Adventures in CPU design

Fri 15 January 2021
Tagged: cpu, software, electronics

On Graham's recommendation, I recently bought an iCE40 FPGA and have been learning a bit about how to use it. The iCE40 is good to get because there is good open-source tooling that supports it. I was originally going to get the iCEstick evaluation board, but there are other alternatives available more cheaply and with more logic elements. I ended up getting an iceFun and have found it to be quite easy to use. The example projects are helpful.

Playing with the FPGA has led to me designing a tiny CPU, learning a bit about CPU design (in that order, unfortunately), and rekindling an old desire to build a CPU out of logic chips.

Some interesting DIY CPUs

Ben Eater breadboard CPU

(Screenshot from a YouTube video).

Ben Eater has a tutorial in which he walks you through building an 8-bit CPU out of logic chips on breadboards. It's a pretty primitive CPU, sporting only 4-bit addresses (!), but it does work and is the most comprehensive tutorial I have found that doesn't resort to either FPGA or simulation.

Magic-1

(Pictures from the Magic-1 Photo Gallery.)

I've been a fan of Magic-1 for a long time. It is the most technically-advanced DIY CPU that I am aware of (not counting FPGA designs). It has 16-bit addresses, but uses an MMU to map 4MB of physical memory into a 64K code segment and 64K data segment for each process. It also supports interrupts and memory protection, and runs a port of Minix. Really an incredible project. And it's all done with only about 200 ICs, and uses wire-wrap construction instead of soldering.

It even has a working TCP/IP stack and you can telnet to it from anywhere on the Internet. I have done so in the past but it appears to be down at the moment.

Megaprocessor

(Picture from the Centre for Computing History).

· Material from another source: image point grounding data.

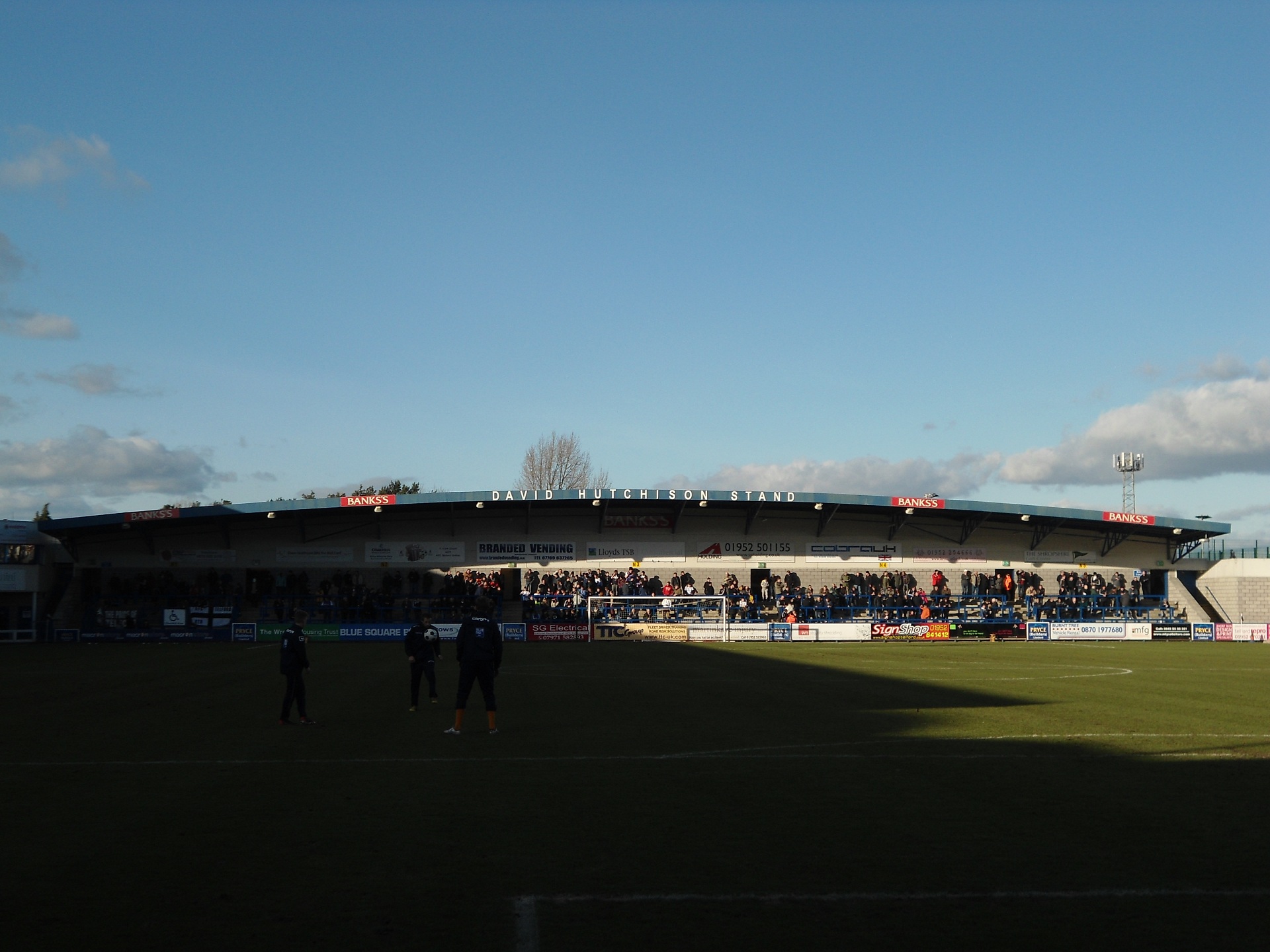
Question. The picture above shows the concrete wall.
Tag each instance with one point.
(1238, 588)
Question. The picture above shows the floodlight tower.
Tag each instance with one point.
(1127, 465)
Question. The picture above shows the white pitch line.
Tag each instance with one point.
(527, 917)
(614, 758)
(1128, 892)
(756, 753)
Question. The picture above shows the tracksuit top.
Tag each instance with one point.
(295, 658)
(479, 640)
(423, 643)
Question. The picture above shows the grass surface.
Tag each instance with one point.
(150, 800)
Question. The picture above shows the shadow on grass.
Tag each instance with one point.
(376, 832)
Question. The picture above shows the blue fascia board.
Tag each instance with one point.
(883, 504)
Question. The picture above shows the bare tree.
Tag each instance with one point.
(559, 462)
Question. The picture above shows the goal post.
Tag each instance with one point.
(709, 611)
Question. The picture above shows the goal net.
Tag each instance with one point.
(658, 610)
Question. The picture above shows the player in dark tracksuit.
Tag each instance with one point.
(479, 653)
(423, 649)
(294, 664)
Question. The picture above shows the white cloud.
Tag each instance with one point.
(51, 160)
(33, 324)
(958, 476)
(92, 379)
(1217, 428)
(93, 463)
(12, 263)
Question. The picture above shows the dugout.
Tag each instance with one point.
(201, 571)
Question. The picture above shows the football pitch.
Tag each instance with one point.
(640, 796)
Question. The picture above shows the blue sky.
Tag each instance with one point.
(258, 249)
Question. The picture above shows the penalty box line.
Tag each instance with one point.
(525, 909)
(784, 752)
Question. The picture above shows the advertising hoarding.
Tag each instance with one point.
(314, 631)
(17, 580)
(314, 555)
(526, 553)
(556, 631)
(1089, 631)
(706, 633)
(987, 631)
(746, 549)
(949, 554)
(749, 631)
(922, 631)
(855, 551)
(636, 551)
(421, 553)
(200, 556)
(845, 631)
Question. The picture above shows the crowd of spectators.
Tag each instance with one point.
(138, 600)
(393, 596)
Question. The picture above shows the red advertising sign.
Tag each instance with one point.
(1132, 518)
(153, 514)
(558, 631)
(930, 631)
(368, 500)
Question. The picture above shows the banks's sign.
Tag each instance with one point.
(917, 502)
(151, 516)
(1129, 518)
(390, 499)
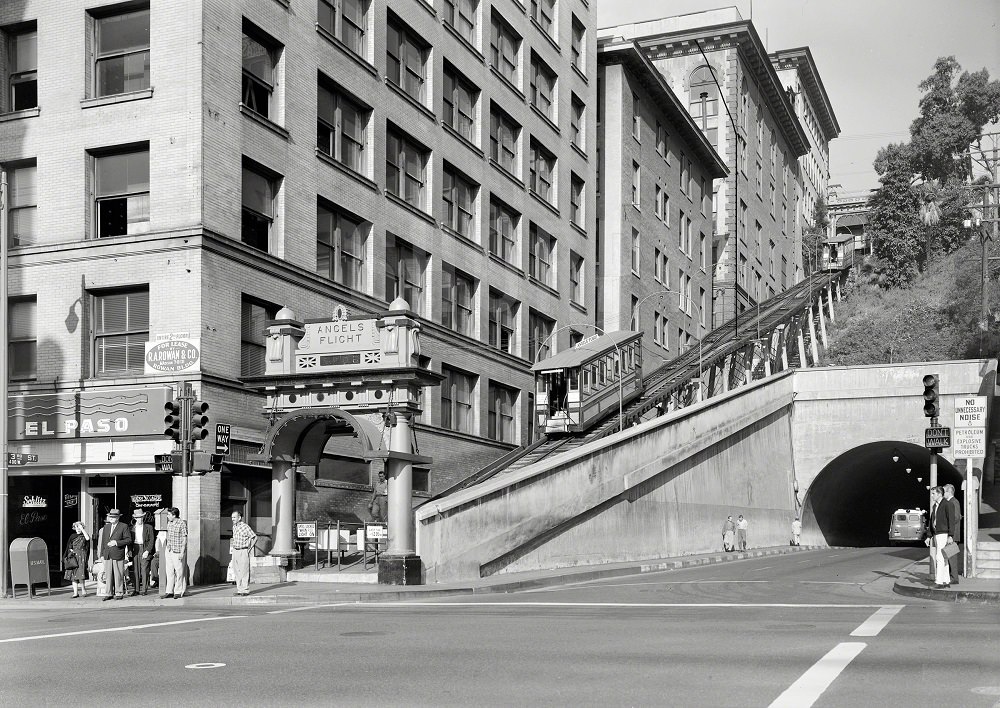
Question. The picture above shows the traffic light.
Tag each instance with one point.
(931, 406)
(199, 421)
(172, 420)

The Megaprocessor is a CPU built almost entirely out of individual transistors. Most of the transistors also feature an LED to indicate their state. It is enormous, I don't think the photograph really does it justice. It is on display at the Centre for Computing History in Cambridge, which is well worth a visit if you are interested in computing history. A lot of the computers in the museum are working and running and you're able (and encouraged!) to interact with them.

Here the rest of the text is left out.